When I moved to Chicago, I missed the grounding connections I’d had back home. The kind where people just get you—your humor, your values, even your obscure Spotify playlists (I see you, underground folk-lofi fusion fans). So, instead of wishing for connections, I started hosting intimate dinners for people I wanted to know better. The only rules? Low effort, high authenticity: come as you are, and let’s break bread.

Over time, a beautiful thing happened. Artists, professionals, and storytellers from wildly different lifestyles started showing up, drawn by the simplicity of shared food and authentic conversation. Some became lifelong friends; others, fleeting acquaintances. But all of it felt meaningful in the way only collective humanity can.

Pro-tip: Look around your city for spaces that celebrate shared interests: book clubs, volunteer events, community art fairs, or even goofy TikTok challenges. Small, intentional spaces are where deeper connections grow.
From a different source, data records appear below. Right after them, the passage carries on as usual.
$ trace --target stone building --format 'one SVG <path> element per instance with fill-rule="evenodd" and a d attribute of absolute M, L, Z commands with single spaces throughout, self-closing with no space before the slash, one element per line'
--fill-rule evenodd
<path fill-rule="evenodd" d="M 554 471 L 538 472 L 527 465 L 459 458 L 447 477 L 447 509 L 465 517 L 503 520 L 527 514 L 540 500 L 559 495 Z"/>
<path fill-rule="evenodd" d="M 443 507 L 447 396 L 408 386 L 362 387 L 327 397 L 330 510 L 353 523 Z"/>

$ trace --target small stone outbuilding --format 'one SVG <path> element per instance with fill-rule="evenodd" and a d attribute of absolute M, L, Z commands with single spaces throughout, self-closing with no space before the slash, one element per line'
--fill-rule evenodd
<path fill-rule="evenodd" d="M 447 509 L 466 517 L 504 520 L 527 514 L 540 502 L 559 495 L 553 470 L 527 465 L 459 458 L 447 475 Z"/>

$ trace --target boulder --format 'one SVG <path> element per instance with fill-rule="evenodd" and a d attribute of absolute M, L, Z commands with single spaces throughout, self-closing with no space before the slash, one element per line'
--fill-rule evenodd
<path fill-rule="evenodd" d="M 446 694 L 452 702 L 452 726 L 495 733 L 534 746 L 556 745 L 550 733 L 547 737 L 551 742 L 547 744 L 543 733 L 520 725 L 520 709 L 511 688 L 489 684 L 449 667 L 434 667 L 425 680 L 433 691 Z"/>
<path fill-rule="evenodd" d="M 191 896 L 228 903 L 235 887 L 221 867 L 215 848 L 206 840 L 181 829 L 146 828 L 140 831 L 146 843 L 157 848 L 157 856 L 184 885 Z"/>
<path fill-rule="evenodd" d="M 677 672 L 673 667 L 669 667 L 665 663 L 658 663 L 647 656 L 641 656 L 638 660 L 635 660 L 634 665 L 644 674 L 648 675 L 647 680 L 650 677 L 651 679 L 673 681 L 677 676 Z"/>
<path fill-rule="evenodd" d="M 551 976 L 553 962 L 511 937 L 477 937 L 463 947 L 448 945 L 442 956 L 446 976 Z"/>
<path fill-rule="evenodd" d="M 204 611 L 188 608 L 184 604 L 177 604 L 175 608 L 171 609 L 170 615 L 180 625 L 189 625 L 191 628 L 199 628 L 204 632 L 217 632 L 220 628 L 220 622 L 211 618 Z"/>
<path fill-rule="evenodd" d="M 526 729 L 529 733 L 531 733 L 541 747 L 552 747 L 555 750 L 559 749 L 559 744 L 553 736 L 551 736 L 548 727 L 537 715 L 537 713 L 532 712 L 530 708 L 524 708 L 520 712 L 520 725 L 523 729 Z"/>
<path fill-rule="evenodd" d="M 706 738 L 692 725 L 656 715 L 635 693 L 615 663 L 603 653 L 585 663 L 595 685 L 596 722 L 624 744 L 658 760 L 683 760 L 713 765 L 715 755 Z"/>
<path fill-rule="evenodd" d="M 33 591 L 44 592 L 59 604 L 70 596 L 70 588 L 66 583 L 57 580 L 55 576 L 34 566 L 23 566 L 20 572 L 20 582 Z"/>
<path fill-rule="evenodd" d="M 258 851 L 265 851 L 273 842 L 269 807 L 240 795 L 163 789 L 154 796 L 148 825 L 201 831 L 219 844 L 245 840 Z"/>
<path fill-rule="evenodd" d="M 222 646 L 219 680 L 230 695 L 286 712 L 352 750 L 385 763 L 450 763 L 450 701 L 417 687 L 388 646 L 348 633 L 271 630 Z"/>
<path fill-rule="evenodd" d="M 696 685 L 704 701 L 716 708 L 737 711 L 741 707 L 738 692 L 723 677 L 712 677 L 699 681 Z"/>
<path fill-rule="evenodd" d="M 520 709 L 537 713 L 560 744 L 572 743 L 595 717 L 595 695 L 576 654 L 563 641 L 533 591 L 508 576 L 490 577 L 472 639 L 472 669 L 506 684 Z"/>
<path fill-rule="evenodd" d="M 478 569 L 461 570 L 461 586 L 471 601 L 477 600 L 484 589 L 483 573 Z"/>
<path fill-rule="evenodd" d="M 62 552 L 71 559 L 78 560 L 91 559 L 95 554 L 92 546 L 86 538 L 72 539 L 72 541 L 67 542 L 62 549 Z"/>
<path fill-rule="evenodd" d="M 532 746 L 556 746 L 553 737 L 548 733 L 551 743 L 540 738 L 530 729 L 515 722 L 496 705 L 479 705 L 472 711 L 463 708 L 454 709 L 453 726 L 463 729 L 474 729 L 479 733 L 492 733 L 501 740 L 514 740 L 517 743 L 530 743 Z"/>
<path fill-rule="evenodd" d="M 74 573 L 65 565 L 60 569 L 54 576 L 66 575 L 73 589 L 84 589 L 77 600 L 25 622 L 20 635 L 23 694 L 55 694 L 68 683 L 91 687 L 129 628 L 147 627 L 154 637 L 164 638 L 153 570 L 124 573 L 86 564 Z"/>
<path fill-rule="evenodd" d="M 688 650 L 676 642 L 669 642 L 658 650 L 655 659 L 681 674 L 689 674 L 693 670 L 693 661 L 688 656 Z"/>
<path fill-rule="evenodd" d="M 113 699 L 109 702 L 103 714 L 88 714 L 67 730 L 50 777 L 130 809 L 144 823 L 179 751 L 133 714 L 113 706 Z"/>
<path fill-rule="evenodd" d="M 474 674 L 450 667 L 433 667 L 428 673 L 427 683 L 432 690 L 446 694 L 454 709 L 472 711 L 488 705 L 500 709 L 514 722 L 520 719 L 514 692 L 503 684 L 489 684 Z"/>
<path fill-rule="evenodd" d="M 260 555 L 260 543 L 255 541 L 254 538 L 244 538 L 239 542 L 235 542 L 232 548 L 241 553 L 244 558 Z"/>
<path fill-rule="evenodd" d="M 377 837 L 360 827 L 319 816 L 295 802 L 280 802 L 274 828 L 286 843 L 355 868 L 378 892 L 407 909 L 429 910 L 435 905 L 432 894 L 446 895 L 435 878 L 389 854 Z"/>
Step 4: Accept That Not Everyone Is “Your Person”

Listen, not every spark turns into fireworks. Some connections fizzle, and that’s okay. Trying to make every relationship work is like trying to cling to a sweater that’s two sizes too small because it kinda, sorta fits—eventually, you’ll suffocate.

Learning when to let connections go was huge for me. I remember a group I’d hung out with for months. They weren’t terrible people, but conversations felt surface-level, like we were all auditioning for the role of “likable human background character.” When I gently drifted away, I felt like a quitter at first. But that emotional “aha” moment hit me: not every vibe is meant for me, and that’s a great thing.

Pro-tip: Trust your gut. If a social circle leaves you feeling drained or disconnected, don’t force it. The magic of finding your people lies in knowing when to keep trying—and when to pack up the metaphorical tent and head elsewhere.


Conclusion: Your People Are Out There—Keep Looking

Finding your people isn’t an exact science. It’s a mix of trial and error, belly-laughing through the good moments, cringing through the bad, and growing at every turn. It’s also about celebrating the small wins—a shared book recommendation here, an overly enthusiastic group karaoke session there.

In the end, your tribe won’t complete you (contrary to Jerry Maguire). But they will amplify you. They’ll be at your side through awkward dance parties, hard conversations, and spontaneous calls to say, “Hey, you’re going to crush the thing tomorrow.”

And when you find them? Pour them a drink (or two) and stay a while. You’re home now.